Operação contra “gatos” termina com prisão e corte de energia em comércios de Maricá
Fiscalização da Enel Distribuição Rio identificou ligações clandestinas em padaria e supermercado com apoio da Polícia Civil
Atualizado há 29 dias
Uma operação de combate ao furto de energia realizada pela Enel Distribuição Rio identificou e removeu ligações clandestinas — os chamados “gatos” — em dois estabelecimentos comerciais de Maricá, na Região Metropolitana do Rio. A ação ocorreu nesta terça-feira (25).
As irregularidades foram encontradas em uma padaria e em um supermercado da cidade. Segundo a concessionária, as ligações estavam conectadas diretamente à rede elétrica, sem medidores de energia, e utilizavam cabos de uso exclusivo da distribuidora.

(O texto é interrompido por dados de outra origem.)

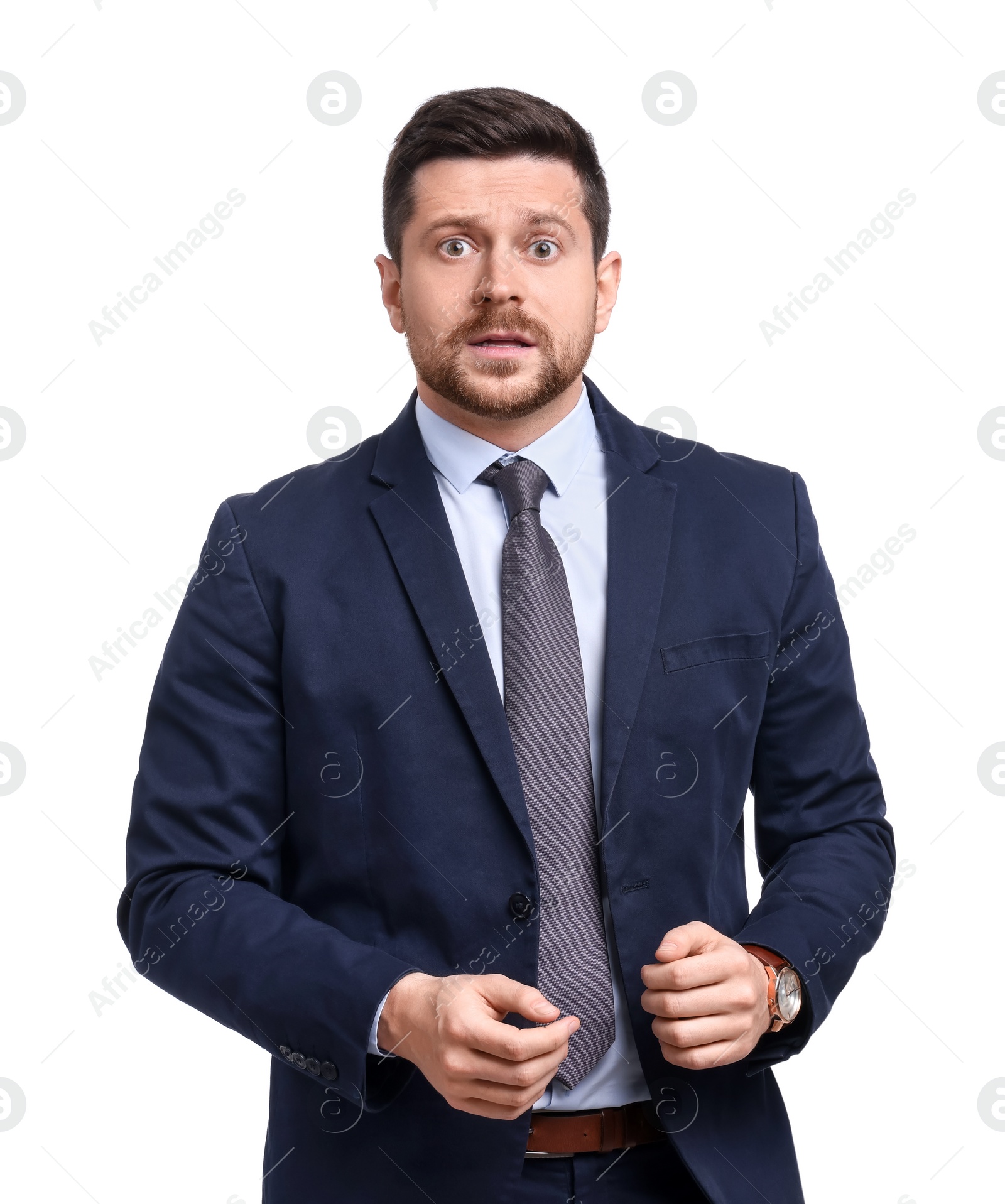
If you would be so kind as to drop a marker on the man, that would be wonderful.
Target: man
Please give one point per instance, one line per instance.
(441, 798)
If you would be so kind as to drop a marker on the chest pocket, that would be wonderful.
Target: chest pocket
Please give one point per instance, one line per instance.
(717, 649)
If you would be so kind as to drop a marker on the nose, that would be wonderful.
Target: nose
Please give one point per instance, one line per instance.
(503, 282)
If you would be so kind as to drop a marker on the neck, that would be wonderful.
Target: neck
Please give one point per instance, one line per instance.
(509, 434)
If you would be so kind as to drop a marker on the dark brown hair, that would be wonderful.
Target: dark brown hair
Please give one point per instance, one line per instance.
(491, 123)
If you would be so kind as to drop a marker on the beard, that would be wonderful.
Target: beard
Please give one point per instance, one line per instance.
(478, 389)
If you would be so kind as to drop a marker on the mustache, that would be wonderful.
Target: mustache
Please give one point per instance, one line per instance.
(486, 322)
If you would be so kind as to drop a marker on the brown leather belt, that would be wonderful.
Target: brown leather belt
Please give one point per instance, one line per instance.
(608, 1129)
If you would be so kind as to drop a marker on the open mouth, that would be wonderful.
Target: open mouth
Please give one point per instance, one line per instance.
(503, 342)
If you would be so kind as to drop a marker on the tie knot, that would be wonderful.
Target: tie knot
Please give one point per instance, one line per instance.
(521, 484)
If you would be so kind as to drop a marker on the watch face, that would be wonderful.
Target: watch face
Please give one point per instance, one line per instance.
(789, 995)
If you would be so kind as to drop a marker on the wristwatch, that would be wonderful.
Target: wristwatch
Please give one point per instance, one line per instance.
(785, 991)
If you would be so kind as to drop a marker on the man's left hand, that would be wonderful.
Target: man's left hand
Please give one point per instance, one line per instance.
(709, 997)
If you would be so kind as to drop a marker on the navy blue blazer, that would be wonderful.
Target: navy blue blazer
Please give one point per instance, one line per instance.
(328, 798)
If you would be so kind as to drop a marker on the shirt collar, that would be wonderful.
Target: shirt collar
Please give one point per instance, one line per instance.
(460, 457)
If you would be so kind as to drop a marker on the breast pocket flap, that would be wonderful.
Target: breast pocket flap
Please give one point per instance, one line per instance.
(714, 649)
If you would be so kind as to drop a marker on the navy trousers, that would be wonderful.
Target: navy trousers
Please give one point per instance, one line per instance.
(641, 1175)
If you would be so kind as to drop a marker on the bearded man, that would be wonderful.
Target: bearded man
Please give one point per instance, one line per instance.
(441, 798)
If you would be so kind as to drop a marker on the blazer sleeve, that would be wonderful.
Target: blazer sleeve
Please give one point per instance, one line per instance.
(823, 845)
(202, 913)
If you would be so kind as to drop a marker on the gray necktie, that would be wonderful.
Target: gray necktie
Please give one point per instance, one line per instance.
(545, 707)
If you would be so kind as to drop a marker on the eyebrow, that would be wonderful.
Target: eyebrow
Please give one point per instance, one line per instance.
(531, 218)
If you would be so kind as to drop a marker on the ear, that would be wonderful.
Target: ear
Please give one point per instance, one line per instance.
(390, 290)
(608, 278)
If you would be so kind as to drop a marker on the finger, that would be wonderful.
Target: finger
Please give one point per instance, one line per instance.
(701, 970)
(687, 940)
(474, 1065)
(518, 1044)
(507, 995)
(486, 1108)
(701, 1031)
(705, 1058)
(509, 1096)
(704, 1001)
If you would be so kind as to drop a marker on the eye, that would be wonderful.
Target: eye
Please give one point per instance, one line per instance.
(455, 248)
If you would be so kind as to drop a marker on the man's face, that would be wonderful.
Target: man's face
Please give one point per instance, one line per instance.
(497, 290)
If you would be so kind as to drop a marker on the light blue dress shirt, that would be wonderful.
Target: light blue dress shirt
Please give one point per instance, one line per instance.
(573, 511)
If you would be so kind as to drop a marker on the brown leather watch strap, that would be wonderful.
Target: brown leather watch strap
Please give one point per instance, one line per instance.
(769, 958)
(596, 1132)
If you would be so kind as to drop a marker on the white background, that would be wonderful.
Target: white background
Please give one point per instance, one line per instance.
(809, 122)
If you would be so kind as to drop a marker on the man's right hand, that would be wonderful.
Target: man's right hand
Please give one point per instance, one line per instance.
(452, 1029)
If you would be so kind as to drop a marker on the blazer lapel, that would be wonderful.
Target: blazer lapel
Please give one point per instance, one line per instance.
(416, 529)
(641, 509)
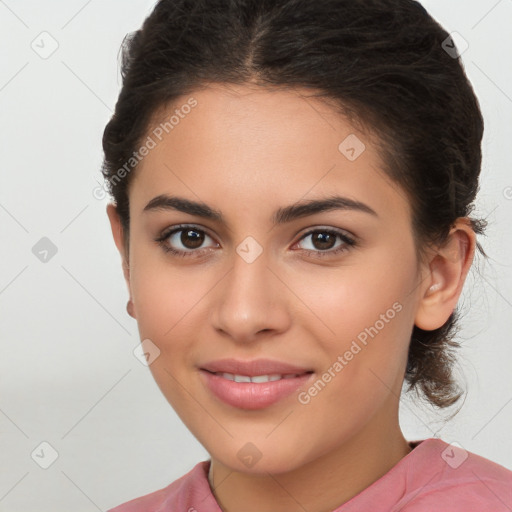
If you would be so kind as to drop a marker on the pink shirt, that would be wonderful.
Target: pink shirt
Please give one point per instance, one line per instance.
(433, 477)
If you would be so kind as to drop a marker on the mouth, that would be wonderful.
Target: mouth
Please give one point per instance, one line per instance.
(254, 384)
(257, 378)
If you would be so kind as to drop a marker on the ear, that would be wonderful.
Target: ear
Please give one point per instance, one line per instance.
(120, 241)
(447, 273)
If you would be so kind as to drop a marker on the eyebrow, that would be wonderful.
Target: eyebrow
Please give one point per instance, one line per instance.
(280, 216)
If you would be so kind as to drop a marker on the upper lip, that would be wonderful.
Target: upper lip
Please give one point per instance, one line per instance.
(253, 367)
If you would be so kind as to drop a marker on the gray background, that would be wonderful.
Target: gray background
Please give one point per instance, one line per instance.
(68, 375)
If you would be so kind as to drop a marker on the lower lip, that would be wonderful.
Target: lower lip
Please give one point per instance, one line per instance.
(252, 395)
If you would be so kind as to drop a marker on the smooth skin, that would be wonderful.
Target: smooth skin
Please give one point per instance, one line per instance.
(246, 152)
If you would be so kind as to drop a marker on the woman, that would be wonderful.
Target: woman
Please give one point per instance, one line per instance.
(292, 184)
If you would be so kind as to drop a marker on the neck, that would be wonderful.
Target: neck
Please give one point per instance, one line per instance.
(323, 484)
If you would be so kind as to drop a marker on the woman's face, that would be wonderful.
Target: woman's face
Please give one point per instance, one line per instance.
(263, 278)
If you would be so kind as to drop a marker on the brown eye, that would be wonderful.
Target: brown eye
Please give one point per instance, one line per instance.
(191, 238)
(323, 240)
(184, 241)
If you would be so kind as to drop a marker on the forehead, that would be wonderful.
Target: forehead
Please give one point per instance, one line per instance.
(251, 147)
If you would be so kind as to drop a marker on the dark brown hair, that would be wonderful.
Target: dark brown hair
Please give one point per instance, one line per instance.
(382, 63)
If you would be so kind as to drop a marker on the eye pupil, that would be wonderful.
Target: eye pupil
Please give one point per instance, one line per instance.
(197, 239)
(324, 238)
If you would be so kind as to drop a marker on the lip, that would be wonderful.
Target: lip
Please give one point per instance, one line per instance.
(253, 367)
(252, 395)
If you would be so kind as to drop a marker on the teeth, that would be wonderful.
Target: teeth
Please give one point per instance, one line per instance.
(256, 378)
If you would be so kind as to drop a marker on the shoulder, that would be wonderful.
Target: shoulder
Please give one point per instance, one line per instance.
(448, 476)
(173, 497)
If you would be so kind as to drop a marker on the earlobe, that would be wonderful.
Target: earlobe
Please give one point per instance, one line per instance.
(448, 269)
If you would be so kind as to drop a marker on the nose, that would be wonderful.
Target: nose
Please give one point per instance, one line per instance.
(251, 301)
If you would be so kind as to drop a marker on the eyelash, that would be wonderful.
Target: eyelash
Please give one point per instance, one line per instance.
(194, 253)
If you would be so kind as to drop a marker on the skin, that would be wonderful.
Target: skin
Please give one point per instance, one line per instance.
(248, 151)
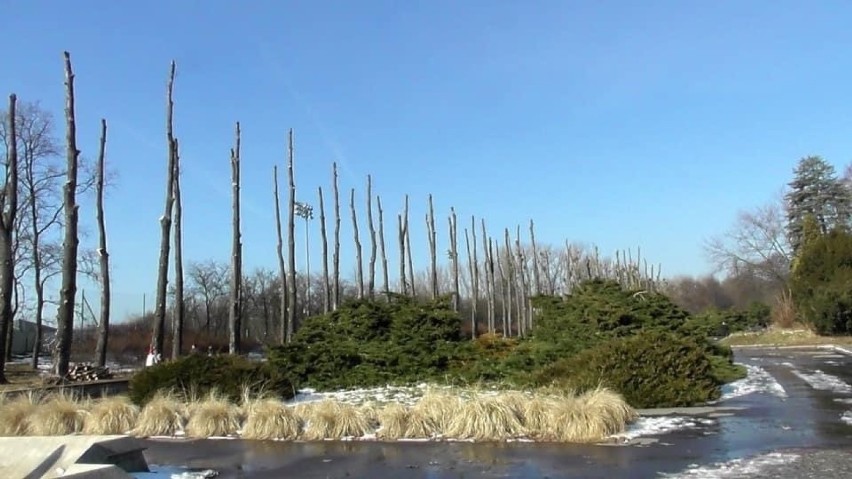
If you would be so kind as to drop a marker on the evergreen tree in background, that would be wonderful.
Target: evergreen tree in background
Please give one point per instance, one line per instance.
(816, 191)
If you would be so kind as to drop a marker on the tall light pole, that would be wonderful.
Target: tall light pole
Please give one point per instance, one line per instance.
(306, 212)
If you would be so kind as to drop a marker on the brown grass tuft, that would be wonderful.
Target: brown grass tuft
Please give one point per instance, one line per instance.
(270, 419)
(60, 414)
(487, 418)
(14, 414)
(329, 419)
(162, 416)
(394, 421)
(111, 415)
(215, 416)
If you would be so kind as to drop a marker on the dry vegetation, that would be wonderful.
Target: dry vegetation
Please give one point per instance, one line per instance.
(475, 416)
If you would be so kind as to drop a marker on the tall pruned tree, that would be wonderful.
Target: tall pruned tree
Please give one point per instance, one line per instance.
(235, 312)
(335, 289)
(8, 212)
(103, 254)
(291, 240)
(180, 301)
(159, 327)
(282, 269)
(383, 246)
(359, 266)
(326, 293)
(816, 190)
(371, 275)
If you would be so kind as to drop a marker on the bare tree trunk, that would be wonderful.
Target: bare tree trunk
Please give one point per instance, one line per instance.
(326, 294)
(371, 283)
(180, 302)
(335, 290)
(282, 270)
(291, 241)
(385, 279)
(491, 281)
(408, 251)
(403, 278)
(65, 317)
(471, 262)
(433, 253)
(235, 319)
(158, 335)
(454, 257)
(536, 275)
(8, 212)
(103, 324)
(359, 267)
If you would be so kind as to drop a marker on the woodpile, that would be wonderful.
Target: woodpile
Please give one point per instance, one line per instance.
(81, 372)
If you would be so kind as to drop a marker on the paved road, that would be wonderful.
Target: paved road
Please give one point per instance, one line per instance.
(791, 427)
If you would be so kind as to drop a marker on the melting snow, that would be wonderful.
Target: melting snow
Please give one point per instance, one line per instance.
(162, 472)
(824, 382)
(659, 425)
(757, 380)
(735, 468)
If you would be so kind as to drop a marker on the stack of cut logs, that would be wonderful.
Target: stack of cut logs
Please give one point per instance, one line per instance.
(86, 372)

A operação contou com o apoio da Polícia Civil e de peritos do Instituto de Criminalística Carlos Éboli (ICCE). As ocorrências foram registradas na 82ª DP (Maricá).
O responsável pela padaria foi preso em flagrante pelo crime de furto de energia e teve direito ao pagamento de fiança. Já o gerente do supermercado foi conduzido à delegacia para prestar depoimento e liberado em seguida.
Após a inspeção, as ligações irregulares foram desfeitas e o fornecimento de energia dos dois estabelecimentos foi suspenso.
Furto de energia é crime
O furto de energia é tipificado como crime, com pena prevista de um a quatro anos de reclusão. Em casos que envolvem cabos de energia, telefonia, dados ou sistemas de transporte ferroviário e metroviário, a pena pode chegar a até oito anos.
Além da responsabilização criminal, o responsável pode ser obrigado a ressarcir os valores correspondentes ao consumo não registrado durante o período da irregularidade.
Segundo a Enel, as ligações clandestinas comprometem a qualidade do serviço, provocam sobrecarga na rede elétrica, aumentam o risco de quedas de energia e representam perigo à segurança da população.
A distribuidora estima que, se não houvesse furto de energia, as tarifas poderiam ser reduzidas em cerca de 5% para todos os consumidores atendidos pela empresa.
O caso reforça o alerta sobre os riscos técnicos e as consequências legais desse tipo de prática.